At first glance, the Audi A5 Coupe looks formidable. It’s low, sleek and somewhat angry-looking – giving off an aura of going fast even when it’s standing still.
“It’s a beast,” I remarked to a colleague when I first laid eyes on it. And I was right – but not entirely. As fast and furious as the car might appear at first, it soon became apparent that it is just as civilised as we’d come to expect from modern German luxury cars.
The civilised part of the A5 becomes really apparent on the inside. The interior is typically Audi – classy, yet minimalist and ultra-comfortable.
With plenty of adjustment to steering wheel and seating position, it is really easy to get snug behind the wheel in one of the front leather bucket seats – with seat adjustments coming via easy-to-use buttons. This makes for a comfortable ride over long distances – as long as you are sitting in the front.

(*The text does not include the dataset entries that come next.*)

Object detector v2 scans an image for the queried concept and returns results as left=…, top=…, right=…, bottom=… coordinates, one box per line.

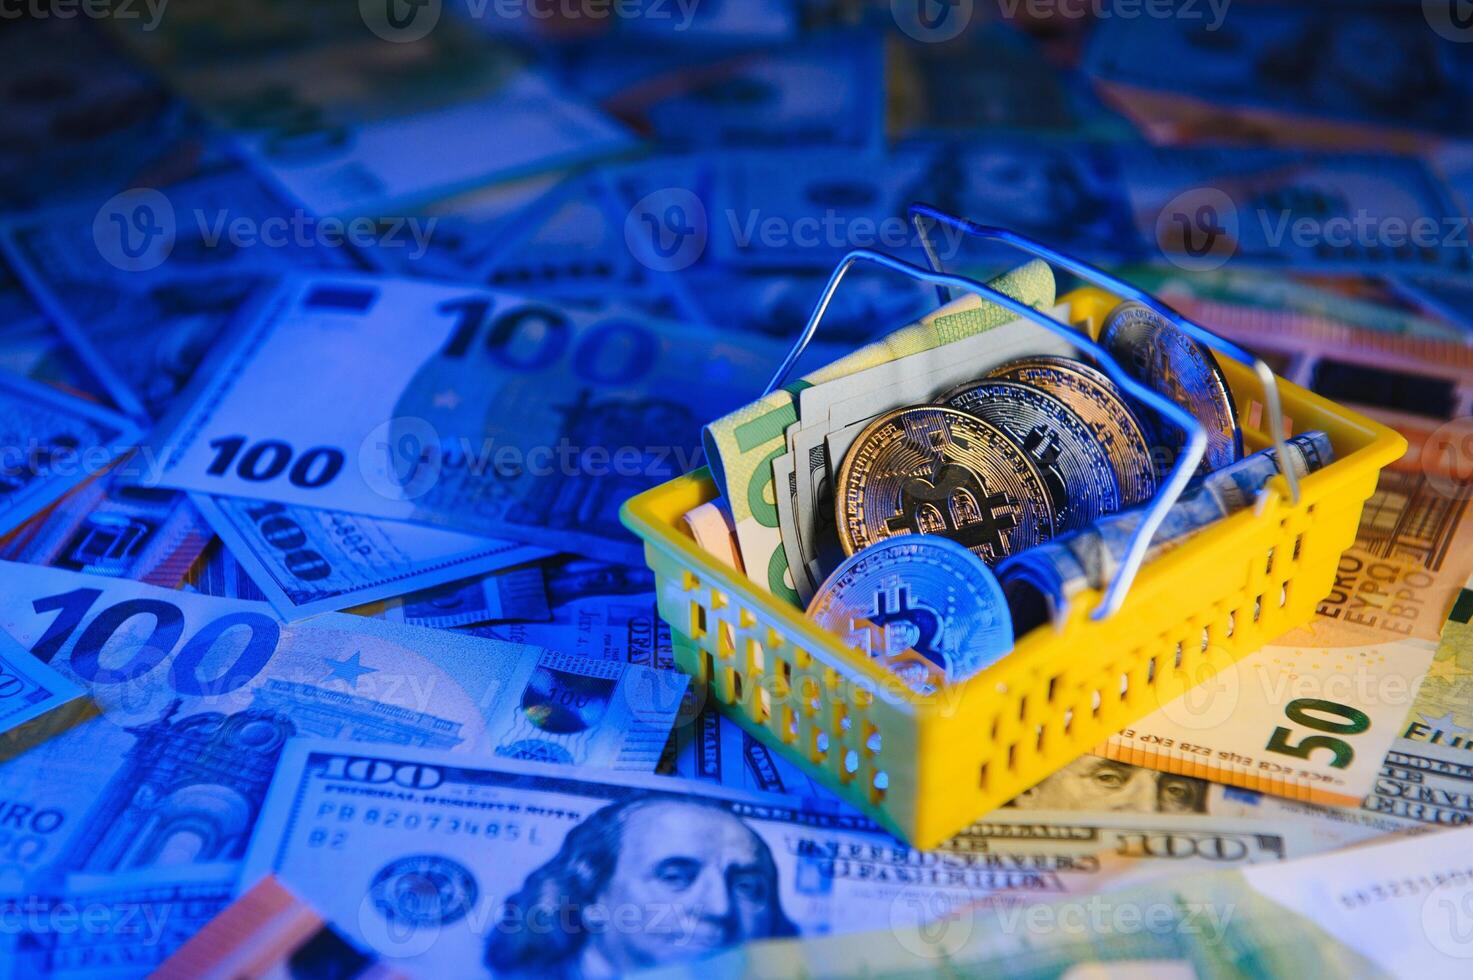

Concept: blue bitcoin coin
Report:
left=808, top=535, right=1013, bottom=689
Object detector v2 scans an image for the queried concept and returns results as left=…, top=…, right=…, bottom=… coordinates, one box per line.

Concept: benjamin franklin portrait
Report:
left=486, top=793, right=797, bottom=979
left=1008, top=755, right=1210, bottom=814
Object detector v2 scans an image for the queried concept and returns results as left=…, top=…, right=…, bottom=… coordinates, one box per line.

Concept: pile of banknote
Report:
left=4, top=2, right=1473, bottom=978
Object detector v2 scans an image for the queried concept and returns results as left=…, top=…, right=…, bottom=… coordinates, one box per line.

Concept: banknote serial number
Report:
left=1117, top=733, right=1215, bottom=756
left=305, top=804, right=533, bottom=851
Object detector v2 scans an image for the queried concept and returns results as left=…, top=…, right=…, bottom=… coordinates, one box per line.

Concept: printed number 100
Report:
left=207, top=436, right=344, bottom=489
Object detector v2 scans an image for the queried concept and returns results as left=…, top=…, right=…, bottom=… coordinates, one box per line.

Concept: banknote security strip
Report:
left=622, top=219, right=1406, bottom=847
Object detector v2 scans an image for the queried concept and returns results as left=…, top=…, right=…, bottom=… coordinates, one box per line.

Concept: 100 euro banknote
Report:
left=0, top=561, right=687, bottom=891
left=142, top=274, right=785, bottom=563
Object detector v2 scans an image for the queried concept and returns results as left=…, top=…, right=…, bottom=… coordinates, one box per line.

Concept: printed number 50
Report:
left=207, top=436, right=344, bottom=489
left=1264, top=697, right=1370, bottom=770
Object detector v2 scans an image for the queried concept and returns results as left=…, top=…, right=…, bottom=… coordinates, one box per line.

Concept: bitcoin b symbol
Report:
left=885, top=463, right=1018, bottom=561
left=864, top=585, right=945, bottom=670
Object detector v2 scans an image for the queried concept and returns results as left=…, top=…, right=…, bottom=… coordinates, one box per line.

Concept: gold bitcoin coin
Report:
left=835, top=406, right=1056, bottom=564
left=936, top=379, right=1123, bottom=532
left=986, top=355, right=1158, bottom=506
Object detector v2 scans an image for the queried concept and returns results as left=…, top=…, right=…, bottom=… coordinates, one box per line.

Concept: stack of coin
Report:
left=831, top=353, right=1159, bottom=567
left=804, top=299, right=1260, bottom=685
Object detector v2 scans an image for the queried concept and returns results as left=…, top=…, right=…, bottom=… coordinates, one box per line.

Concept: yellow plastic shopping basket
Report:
left=621, top=208, right=1406, bottom=848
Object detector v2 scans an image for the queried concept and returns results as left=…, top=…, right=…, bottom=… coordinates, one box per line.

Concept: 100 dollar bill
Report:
left=0, top=373, right=141, bottom=536
left=1, top=476, right=211, bottom=587
left=108, top=0, right=635, bottom=216
left=0, top=627, right=89, bottom=760
left=194, top=493, right=549, bottom=620
left=243, top=739, right=1337, bottom=977
left=0, top=163, right=355, bottom=420
left=675, top=824, right=1473, bottom=979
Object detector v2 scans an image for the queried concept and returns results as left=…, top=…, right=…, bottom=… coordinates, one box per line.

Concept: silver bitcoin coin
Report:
left=808, top=535, right=1013, bottom=688
left=986, top=355, right=1158, bottom=506
left=1099, top=301, right=1242, bottom=474
left=936, top=379, right=1123, bottom=531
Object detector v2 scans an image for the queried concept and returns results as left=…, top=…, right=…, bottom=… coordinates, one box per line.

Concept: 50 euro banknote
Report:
left=702, top=258, right=1055, bottom=606
left=1098, top=304, right=1473, bottom=812
left=1363, top=575, right=1473, bottom=826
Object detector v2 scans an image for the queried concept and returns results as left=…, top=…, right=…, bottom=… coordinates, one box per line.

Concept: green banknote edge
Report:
left=656, top=869, right=1389, bottom=979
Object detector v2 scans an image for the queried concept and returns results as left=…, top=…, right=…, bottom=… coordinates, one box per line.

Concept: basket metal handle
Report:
left=907, top=203, right=1298, bottom=504
left=761, top=209, right=1290, bottom=622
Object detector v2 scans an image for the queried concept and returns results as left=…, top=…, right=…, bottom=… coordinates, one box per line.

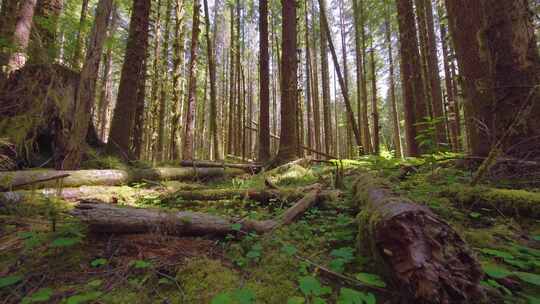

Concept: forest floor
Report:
left=0, top=154, right=539, bottom=303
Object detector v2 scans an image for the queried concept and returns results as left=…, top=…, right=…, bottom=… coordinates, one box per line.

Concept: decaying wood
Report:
left=1, top=173, right=70, bottom=191
left=0, top=167, right=244, bottom=190
left=71, top=187, right=322, bottom=235
left=163, top=188, right=303, bottom=204
left=353, top=171, right=483, bottom=304
left=179, top=160, right=262, bottom=173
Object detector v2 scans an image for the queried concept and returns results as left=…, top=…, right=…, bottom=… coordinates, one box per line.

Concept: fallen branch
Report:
left=71, top=187, right=322, bottom=236
left=163, top=188, right=303, bottom=204
left=353, top=171, right=483, bottom=303
left=0, top=167, right=244, bottom=190
left=0, top=173, right=70, bottom=191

The back – as is typical of most two-door coupes – is a bit cramped, but then this is hardly your standard family sedan.
The interior does offer some other cool features, such as the as three-zone climate control and a sleek-looking, angular dash.
Of course, one of the coolest features inside this car is the Virtual Cockpit feature, displayed in the centre of the console and can be viewed through two different modes – Classic and Infotainment Modes.
These give the driver four main areas of information: driving information, media and on-demand information, communication and navigation.
Navigation is done via knobs and buttons on steering wheel and accessing menus and sub-menus is surprisingly easy and intuitive. However, a thorough reading of the owner’s manual is recommended.
The A5’s sat-nav system is delivered via a display that is mounted centrally on the dashboard and is controlled using a rotary dial that is situated between the front seats.
The navigation system can also be displayed on the Virtual Cockpit display, meaning that your eyes hardly ever have to leave the road.
A quick glance down at where your gauges normally are will tell you everything you need to know about where you are and where you are heading.
One of the obvious shortcomings is that the sat-nav display lacks a touch-screen function, which would make flipping through the menus even simpler. However, the rotary dial does the trick – unless you have to input the full name of your destination, then this can become somewhat tedious.
Unfortunately, the A5’s two-litre diesel engine lets it down a bit. This is where the car is perhaps a tad too civilised and not as beastly as it looks. The powerplant pushes out about 140kW of power and 400NM of torque.
This, coupled with a fairly heavy body, makes for underwhelming pull off and acceleration. The car feels a bit sluggish and there is definitely better performance to be had from other two-litre diesels on the market.
A BMW 320d comes to mind. However, the 7-speed S tronic gearbox on the test car did make for a fun ride and paddle shift on the steering wheel gave me that extra element of being “in control”.
But all said and done, I would seriously advise looking at the bigger engine options if you are looking to get the most out of your investment. Speaking of which, this car does not come cheap.
The test car’s standard price was listed as R653 000 and it was kitted out with options to the value of an additional R175 000.
All said, that’s close to about R830 000. Perhaps it’s fair to say that there is a lot more right with the A5 then there is wrong.
It is a very comfortable ride, much easier to park and manoeuvre than its size might imply and certainly does turn heads. It was nifty enough to drive around town and reverse into tight spaces – the park assist feature with rear-facing camera certainly did the job – and sporty enough to take open up on the highway for a long cruise.
In all, I liked the A5. I missed it after having to part with it after a week.
But would I splurge more than R800k to own one? No, I sadly wouldn’t.